I actually pre-ordered this album before its official release early Jun 2009. But due to economic consideration in ordering I clicked also the pre-order of Dream Theater's 'Clack Clouds & Silver Linings' which was released three weeks after IQ, June 23 2009. The result was on delivery of the CDs which came quite late to my address. Practically I only received the package two days ago and I had never heard any song of the two bands new albums, with the exception of IQ 'Frequency' which I ever watched its live performance on youtube. When the two reached my address, my first attention was of course to 'Frequency' because I had been too curious on how the album sounds like. I could predict that their style would not change but I was curious about the melody-line. IQ has been so perfect in creating songs with killing melodies especially since their 'Ever' album. After I spun this album, I tried to spin Dream Theater 'BC & SL' but unfortunately I easily dropped it after one spin in its entirety. Nothing new with DT music and unfortunately in this new album DT sounds like not producing songs with catchy melody like Octavarium's 'Sacrificed Sons' or Systematic Chaos's 'Forsaken'. Honestly I am a bit getting bored with DT especially in its sequel on alcohol which lends melodies from previous songs in the sequel. So I spun IQ and temporary stopped DT.

Compositions that kill me ...!

How do you rate composition? For me, there are five components that form a final rating of musical composition. First, is the melody - i.e. the degree to which the main melody of the song is constructed from a combination of notes. Second is the harmonies ie. how each instrument contributes in creating sounds and notes. Third is the complexity of the arrangement i.e. the degree in which the instrument (including vocal) being played by the musicians and how they generate a piece of music stream or segment of the music. Fourth is change of style i.e. how the style changes in a song which includes tempo changes and/ or heavy or soft musical sounds. The last one (fisth) is the structural integrity i.e. the degree to which all musical segments, including changes of style, form a cohesiveness of the music as awhole from start to end. The five components are very fundamental for me to assess my rating towards the music, especially progressive music.

As a matter of 'Frequency' I can tell you that out of five components that I use to analyze the music, I could summarize that the key dominating components of this album are: catchy melody, wonderful harmonies, smooth and excellent changes of style and solid structural integrity in almost all songs this album contains. The composition is actually not complex but complexity does not determine the final rating because for any neoprog and symphonic prog music complexity is only medium. Prog with high complexities are the music of Gentle Giant, canterbury and some progressive metal.

How can I challenge the opening track 'Frequency' (8:29) with complexity? The arrangements are basically simple to medium BUT look at the melody from start to end of the track. And then, look at the harmonies the band creates through its simple riffs at the opening and it moves forward wonderfully to another segment with various styles in great harmonies. The music created can bring me to an imagination of living in other world. It's totally an amazing composition. And .. the structural integrity of the song is really solid from start to end. Unbelievable! It's a master piece of prog music!
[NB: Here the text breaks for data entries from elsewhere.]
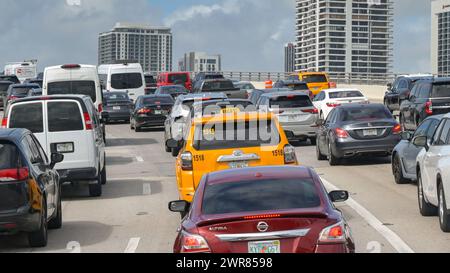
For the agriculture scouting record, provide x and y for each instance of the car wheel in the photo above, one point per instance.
(39, 238)
(425, 208)
(444, 218)
(56, 223)
(398, 171)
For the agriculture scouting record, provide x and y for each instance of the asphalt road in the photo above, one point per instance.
(132, 214)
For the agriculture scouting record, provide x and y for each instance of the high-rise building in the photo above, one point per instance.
(200, 62)
(440, 37)
(289, 57)
(149, 46)
(345, 36)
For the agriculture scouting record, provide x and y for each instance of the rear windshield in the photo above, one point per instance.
(315, 78)
(28, 116)
(346, 94)
(441, 90)
(291, 102)
(238, 134)
(73, 88)
(260, 195)
(178, 78)
(64, 117)
(126, 81)
(364, 114)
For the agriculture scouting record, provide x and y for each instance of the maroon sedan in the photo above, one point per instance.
(263, 210)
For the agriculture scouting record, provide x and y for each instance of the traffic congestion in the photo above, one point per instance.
(239, 160)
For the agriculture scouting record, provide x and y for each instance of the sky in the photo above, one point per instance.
(249, 34)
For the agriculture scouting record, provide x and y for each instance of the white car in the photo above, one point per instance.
(66, 124)
(433, 173)
(329, 99)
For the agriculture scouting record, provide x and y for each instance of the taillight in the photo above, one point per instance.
(341, 133)
(429, 108)
(193, 244)
(186, 161)
(397, 129)
(88, 121)
(289, 155)
(333, 234)
(10, 175)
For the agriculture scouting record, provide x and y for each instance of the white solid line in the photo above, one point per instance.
(132, 245)
(397, 243)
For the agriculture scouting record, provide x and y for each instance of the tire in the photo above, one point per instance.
(425, 208)
(56, 223)
(39, 238)
(444, 217)
(397, 170)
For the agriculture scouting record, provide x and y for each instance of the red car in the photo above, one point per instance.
(175, 78)
(263, 210)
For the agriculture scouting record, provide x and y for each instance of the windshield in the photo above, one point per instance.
(260, 195)
(73, 88)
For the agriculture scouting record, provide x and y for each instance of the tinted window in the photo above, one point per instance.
(126, 81)
(364, 114)
(441, 90)
(346, 94)
(237, 134)
(28, 116)
(260, 195)
(64, 116)
(73, 88)
(291, 102)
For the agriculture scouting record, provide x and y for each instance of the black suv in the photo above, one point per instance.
(428, 97)
(400, 90)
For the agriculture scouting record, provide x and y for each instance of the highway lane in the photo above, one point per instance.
(132, 214)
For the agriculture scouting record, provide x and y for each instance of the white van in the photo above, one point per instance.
(66, 124)
(123, 77)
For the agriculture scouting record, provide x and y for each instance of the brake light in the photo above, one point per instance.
(9, 175)
(429, 108)
(341, 133)
(333, 234)
(88, 121)
(194, 244)
(186, 161)
(397, 129)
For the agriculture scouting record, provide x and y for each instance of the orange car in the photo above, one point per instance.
(229, 141)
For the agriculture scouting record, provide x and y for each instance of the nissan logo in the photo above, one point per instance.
(262, 227)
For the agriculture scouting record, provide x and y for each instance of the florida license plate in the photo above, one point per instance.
(269, 247)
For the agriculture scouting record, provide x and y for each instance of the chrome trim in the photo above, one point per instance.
(263, 236)
(234, 158)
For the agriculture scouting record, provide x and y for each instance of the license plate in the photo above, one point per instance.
(370, 132)
(269, 247)
(238, 164)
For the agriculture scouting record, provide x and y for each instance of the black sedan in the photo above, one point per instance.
(118, 105)
(151, 111)
(352, 130)
(30, 193)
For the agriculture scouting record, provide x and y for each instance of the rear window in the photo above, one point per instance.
(315, 79)
(126, 81)
(64, 117)
(346, 94)
(365, 114)
(291, 102)
(260, 195)
(239, 134)
(28, 116)
(441, 90)
(73, 88)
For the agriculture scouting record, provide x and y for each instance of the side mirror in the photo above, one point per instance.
(56, 158)
(339, 196)
(179, 206)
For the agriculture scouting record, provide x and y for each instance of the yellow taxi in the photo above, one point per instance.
(317, 81)
(229, 141)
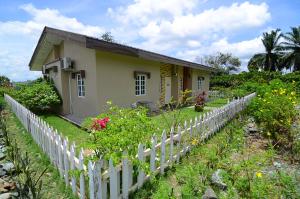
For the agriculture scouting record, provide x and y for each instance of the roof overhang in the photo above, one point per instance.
(98, 44)
(51, 37)
(48, 39)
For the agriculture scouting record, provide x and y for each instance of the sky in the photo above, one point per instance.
(186, 29)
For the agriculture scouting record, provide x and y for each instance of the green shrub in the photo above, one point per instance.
(119, 129)
(39, 96)
(274, 110)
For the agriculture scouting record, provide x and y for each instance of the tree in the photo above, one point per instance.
(107, 37)
(292, 48)
(270, 60)
(4, 81)
(224, 62)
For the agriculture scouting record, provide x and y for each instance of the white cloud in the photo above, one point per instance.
(19, 38)
(188, 33)
(244, 50)
(220, 20)
(141, 11)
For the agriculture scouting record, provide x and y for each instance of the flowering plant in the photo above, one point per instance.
(119, 129)
(99, 124)
(200, 102)
(274, 110)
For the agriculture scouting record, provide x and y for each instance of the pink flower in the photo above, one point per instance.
(99, 124)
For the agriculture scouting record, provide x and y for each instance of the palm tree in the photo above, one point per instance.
(269, 60)
(292, 48)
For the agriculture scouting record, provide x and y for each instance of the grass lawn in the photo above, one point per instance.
(67, 129)
(163, 121)
(53, 185)
(241, 160)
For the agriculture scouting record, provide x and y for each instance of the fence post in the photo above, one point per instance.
(98, 179)
(153, 154)
(82, 186)
(72, 160)
(125, 175)
(171, 145)
(91, 179)
(113, 180)
(163, 152)
(178, 144)
(66, 162)
(141, 175)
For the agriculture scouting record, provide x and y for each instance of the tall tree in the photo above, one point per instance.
(224, 62)
(270, 59)
(291, 46)
(107, 36)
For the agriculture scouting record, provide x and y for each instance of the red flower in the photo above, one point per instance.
(99, 124)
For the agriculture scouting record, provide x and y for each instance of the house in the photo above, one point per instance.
(88, 72)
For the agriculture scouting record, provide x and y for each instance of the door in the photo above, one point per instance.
(167, 90)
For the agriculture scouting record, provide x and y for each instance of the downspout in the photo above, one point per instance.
(70, 93)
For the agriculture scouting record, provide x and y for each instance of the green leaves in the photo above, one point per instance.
(125, 130)
(40, 96)
(274, 109)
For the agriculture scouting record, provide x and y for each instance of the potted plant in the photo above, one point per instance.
(200, 102)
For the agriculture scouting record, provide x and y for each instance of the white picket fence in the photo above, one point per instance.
(103, 179)
(215, 94)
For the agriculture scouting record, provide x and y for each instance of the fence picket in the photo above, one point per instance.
(141, 175)
(100, 173)
(81, 182)
(72, 167)
(153, 154)
(163, 152)
(113, 180)
(91, 179)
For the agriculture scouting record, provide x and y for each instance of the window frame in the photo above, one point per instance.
(80, 86)
(138, 85)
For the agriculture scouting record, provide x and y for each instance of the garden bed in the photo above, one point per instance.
(162, 121)
(249, 168)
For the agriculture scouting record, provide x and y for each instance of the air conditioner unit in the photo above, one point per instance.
(67, 64)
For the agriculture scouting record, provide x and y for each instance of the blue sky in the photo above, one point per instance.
(187, 29)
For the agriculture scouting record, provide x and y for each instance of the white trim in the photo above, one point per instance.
(137, 79)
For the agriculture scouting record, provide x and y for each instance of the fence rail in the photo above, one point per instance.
(102, 179)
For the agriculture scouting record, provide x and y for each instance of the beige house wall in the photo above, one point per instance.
(116, 82)
(195, 74)
(165, 71)
(110, 77)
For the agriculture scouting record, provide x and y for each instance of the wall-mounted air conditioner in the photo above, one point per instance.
(67, 64)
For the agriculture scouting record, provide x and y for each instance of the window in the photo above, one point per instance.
(200, 82)
(80, 86)
(140, 85)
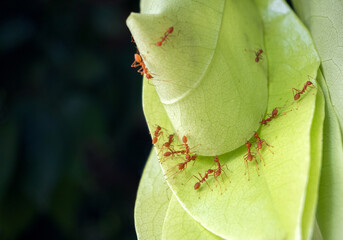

The same experience I find in enjoying the otehr tracks like the following 'Life support' (6:28) and 'Stronger than friction' (10:32). All of them have their own melodies and they are all wonderful! So is the case with 'One fatal mistake' (4:54) - in which the lyric page at the album sleeve depicting a man sitting on a hill which reflects me like a muslim pray. It's an excellent artwork, really!

'The Province' (13:43) is a wonderful epic with great overall melody that spans nicely from one segment to another while the keyboard by the new member (Westworth) plays wonderful solo combined with dynamic bass playing by Jowitt and dynamic drumming by Edwards. One thing for sure this song has many style changes but the band maintains the structural integrity of the song in its entirety.

Overall, this is a masterpiece release by IQ. On top of composition, the performance of the new member of the band (Westworth - keyboard) is worth mentioning. His keyboard work is truly killing! Also the production of the CD is great. The package (mine is having 1 CD and 1 DVD) is great and the sonic production is top notch! It's a MUST album to have! Keep on proggin' ..! Because proggin' is really healthy and it's great to cheer your life ...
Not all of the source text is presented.